En 1995, je faisais de la radio sur plein de sujets, j’ai fait une émission sur « les Maghrébins de France face au sida ». Il y avait des gens en lutte pour survivre au sida, je n’étais pas seul à constater qu’en dépit des milliers de contaminations en surnombre, d’une vague de la mort parmi les immigrés et leurs enfants, du côté des associations classiques issues du mouvement homosexuel et des pouvoirs publics, c’était un grand tabou. Comme s’il y avait un « bon » sida (celui des intellectuels et du showbiz, celui du Sidaction) et un « mauvais » sida, un sida des riches et un sida des pauvres… Déjà, je n’arrivais pas à comprendre ce déni, qu’il soit officiel ou associatif.
Les gens qui m’ont appris ce que je sais sur ce qui s’est passé pendant les années heroïne-sida se comptent sur les doigts d’une main, c’étaient des anciens de l’immigration, des rescapés du sida, écorchés vifs et insoumis jusqu’à la mort. Il y avait encore des réseaux informels d’entraide et de survie entre galériens, c’est grâce à ceux-ci que les gens tenaient le coup.
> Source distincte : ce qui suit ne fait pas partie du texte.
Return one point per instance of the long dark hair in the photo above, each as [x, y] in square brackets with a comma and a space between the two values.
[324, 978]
La génération de cette première épidémie du sida, c’est la même que celle que le miterrandisme a voulu écraser en fabriquant SOS Racisme (avec, déjà, l’argent de Pierre Bergé), pour anéantir l’espoir né de la Marche pour l’égalité et contre le racisme, des mobilisations contre les crimes racistes et sécuritaires, de l’expression culturelle de la jeunesse ouvrière immigrée…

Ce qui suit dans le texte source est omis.